Bild: Marlies Thurnheer
Am Freitag wurde bekannt, dass der Kantonale Führungsstab die Ausweitung des Einsatzes des Covid-19-Zertifikates auf die Gastronomie der St.Galler Regierung vorschlagen wird. Nun wehrt sich Gastro St.Gallen gegen den «Missbrauch» der Branche.

«Wir lehnen eine Ausweitung des Covid-Zertifikats auf die Gastronomie grundsätzlich ab. Die Gastronomie hat in den letzten 18 Monaten seit Beginn der Corona-Pandemie einen grossen Beitrag zur Bewältigung der Krise geleistet und wurde durch die zweimalige Schliessung arg gebeutelt», schreibt Gastro St.Gallen am Montag in einer Medienmitteilung.

Gastronomie werde für Impfquote missbraucht

Vehement wehrt sich Gastro St.Gallen gegen die Aussage des Kantonalen Führungsstab, dass die Ausweitung des Einsatzes des Zertifikates dazu führen soll, dass die Impfquote im Kanton St.Gallen gesteigert werden kann. Somit soll nach Ansicht des Führungsstabes die Gastronomie dazu «missbraucht» werden, dass die Impfquote im Kanton St. Galler erhöht werden kann. Die Gastronomie wurde in den letzten Monaten genügend gebeutelt.

«Bis heute konnte nicht nachgewiesen werden,dass die Restaurants Treiber der Pandemie sind. Im Gegenteil:I m Kanton Zürich waren in den letzten Wochen weniger als 0.4 Prozent der Ansteckungsfälle aufdie Restaurants zurückzuführen», heisst es weiter.

Gastro St.Gallen fordert die St.Galler Regierung auf, keine reine St.Galler Verordnung zu erlassen und hier einseitig vorzupreschen. Falls wegen der angespannten Lage im Gesundheitswesen Massnahmen notwendig wären, dann brauche es eine nationale oder zumindest regionale Lösung. Ein Flickenteppich würde zu einer zusätzlichen Wettbewerbsverzerrung führen.
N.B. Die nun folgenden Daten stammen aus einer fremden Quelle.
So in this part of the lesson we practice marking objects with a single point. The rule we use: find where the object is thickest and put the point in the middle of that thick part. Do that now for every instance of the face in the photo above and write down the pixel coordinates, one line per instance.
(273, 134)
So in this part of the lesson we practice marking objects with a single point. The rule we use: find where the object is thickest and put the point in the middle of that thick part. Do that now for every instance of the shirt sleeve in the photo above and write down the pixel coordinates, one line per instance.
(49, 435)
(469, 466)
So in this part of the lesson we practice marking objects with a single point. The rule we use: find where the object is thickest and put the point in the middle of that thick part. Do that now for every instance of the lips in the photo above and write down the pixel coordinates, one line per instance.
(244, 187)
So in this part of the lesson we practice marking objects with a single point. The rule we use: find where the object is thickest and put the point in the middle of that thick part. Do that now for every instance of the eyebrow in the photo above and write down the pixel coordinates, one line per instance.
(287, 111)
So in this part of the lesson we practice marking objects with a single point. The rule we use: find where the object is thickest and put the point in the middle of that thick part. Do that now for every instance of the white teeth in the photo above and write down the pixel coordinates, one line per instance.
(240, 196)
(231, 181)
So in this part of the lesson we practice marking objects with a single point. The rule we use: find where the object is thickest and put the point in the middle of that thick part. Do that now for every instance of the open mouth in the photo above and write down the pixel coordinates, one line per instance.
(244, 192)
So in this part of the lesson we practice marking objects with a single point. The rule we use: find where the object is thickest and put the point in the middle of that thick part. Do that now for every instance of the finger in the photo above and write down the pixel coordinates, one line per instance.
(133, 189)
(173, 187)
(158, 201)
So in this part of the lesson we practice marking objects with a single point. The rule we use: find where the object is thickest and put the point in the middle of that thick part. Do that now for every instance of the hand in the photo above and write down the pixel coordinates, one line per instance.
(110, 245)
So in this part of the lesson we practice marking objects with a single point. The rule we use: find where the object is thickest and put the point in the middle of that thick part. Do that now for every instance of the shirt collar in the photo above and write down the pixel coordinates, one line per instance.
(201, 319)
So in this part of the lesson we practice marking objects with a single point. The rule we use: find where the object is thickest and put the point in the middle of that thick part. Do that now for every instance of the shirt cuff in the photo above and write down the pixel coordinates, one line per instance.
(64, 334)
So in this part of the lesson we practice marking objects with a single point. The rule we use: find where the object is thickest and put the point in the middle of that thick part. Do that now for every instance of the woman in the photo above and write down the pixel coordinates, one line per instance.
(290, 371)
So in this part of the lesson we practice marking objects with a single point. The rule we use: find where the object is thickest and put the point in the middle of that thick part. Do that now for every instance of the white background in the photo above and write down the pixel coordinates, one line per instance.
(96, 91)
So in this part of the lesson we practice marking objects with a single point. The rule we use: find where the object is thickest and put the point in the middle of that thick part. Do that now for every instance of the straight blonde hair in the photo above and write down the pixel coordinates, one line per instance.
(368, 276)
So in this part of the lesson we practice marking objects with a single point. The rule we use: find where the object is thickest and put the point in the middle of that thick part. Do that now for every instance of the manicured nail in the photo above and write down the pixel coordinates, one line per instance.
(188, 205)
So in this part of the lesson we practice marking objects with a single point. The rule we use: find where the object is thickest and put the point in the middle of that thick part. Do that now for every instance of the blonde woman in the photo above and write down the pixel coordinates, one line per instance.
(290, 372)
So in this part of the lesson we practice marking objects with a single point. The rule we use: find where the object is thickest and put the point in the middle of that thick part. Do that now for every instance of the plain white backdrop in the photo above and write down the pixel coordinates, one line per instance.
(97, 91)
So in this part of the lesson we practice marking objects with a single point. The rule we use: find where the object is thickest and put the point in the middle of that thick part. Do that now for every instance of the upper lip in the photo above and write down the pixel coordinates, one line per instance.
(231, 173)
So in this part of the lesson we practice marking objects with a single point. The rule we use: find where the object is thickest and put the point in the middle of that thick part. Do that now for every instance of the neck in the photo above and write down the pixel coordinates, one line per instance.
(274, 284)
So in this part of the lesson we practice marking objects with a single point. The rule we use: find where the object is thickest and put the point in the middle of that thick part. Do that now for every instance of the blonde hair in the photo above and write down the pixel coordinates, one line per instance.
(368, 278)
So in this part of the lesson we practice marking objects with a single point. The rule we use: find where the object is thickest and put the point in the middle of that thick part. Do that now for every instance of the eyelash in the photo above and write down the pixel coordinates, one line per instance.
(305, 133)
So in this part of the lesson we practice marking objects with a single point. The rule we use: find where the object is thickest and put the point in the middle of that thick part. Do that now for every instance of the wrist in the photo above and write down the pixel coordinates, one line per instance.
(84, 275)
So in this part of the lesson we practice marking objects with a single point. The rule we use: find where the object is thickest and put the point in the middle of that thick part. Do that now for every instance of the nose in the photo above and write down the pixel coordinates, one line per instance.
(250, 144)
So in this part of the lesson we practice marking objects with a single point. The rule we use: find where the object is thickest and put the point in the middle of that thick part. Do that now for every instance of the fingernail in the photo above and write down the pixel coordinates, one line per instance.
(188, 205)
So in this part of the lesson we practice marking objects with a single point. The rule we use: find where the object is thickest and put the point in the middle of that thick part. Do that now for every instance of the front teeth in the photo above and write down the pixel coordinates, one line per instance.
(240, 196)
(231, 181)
Gastropräsident Walter Tobler spricht Klartext Bild: zVg

Erneute Umsatzeinbussen

Sollte es die Situation erfordern, fordert Gastro St.Gallen die St.Galler Regierung auf, auch andere Massnahmen zu prüfen und den Fokus der Einschränkungen nicht wieder auf die Gastronomie zu legen. Sollte die Regierung wiederum Einschränkungen in der Gastronomie beschliessen, sollten diese vorab mit Gastro St.Gallen abgesprochen sein. Dabei würden insbesondere auch Fragen betreffend Personal und Haftung im Vordergrund stehen. Der Verband sei klar der Meinung, dass das Personal nicht unter die GGG-Regel fallen darf. Zudem dürfe es nicht sein, dass der Wirt gebüsst wird, falls ein Gast ohne gültiges Covid-Zertifikat sich in einem Restaurant befindet.

Allfällige Zugangsbeschränkungen mit einem Covid-Zertifikat bedeuten für die Gastronomie erneute Umsatzeinbussen. Hier fordern wir die Regierung auf,uns gleichzeitig mit der Einführung des Covid-Zertifikates auch die finanziellen Ausgleichzahlungen (wirtschaftliche Unterstützung) zu benennen. «Aufgrund der vielen offenen Fragen und bevor irgendwelche Entscheide fallen, würden wir es daher begrüssen, dass sich eine Delegation der Regierung mit einer Delegation von Gastro St.Gallen trifft, um zu diskutieren, welche Konsequenzen die Massnahmen haben und wie diese allenfalls auch umgesetzt werden können»

Kein Verständnis mehr

Erneute Einschränkungen würden die Dunkelziffervon illegalen Betrieben wieder massiv erhöhen. Die Bevölkerung lasse sich nicht mehr einschränken infolge Covid-19, ist sich der Verband sicher. Der Nachweis der 3G-Regeln bei Veranstaltungen ab 1'000 Personen werde von Gastro St.Gallen unterstützt und könnte allenfalls auf 500 gesenkt werden. Bedingung sei jedoch, dass die Tests nach wie vor gratis angeboten werden müssen. Die Frage der Gleichbehandlung von Veranstaltungen im Restaurant oder im öffentlichen Raum müsste auch geprüft werden. Ein GGG-Regelung in der Gastronomie würde bedeuten, dass dies bei jedem Anlass umgesetzt werden müsste. ln öffentlichen Räumen ist diese Grenze im Innenraum aktuell bei 1'000 sitzend und 250 Personen stehend.

Man sei gespannt auf die Abklärungen bezüglich der Rechtsstaatlichkeit der 3G-Regelung in der Gastronomie. «Ebenso sind wir überzeugt, dass weitere Einschränkungen auf nationaler oder kantonaler Ebene die zweite Covid-19- Abstimmung entsprechend beeinflussen wird.»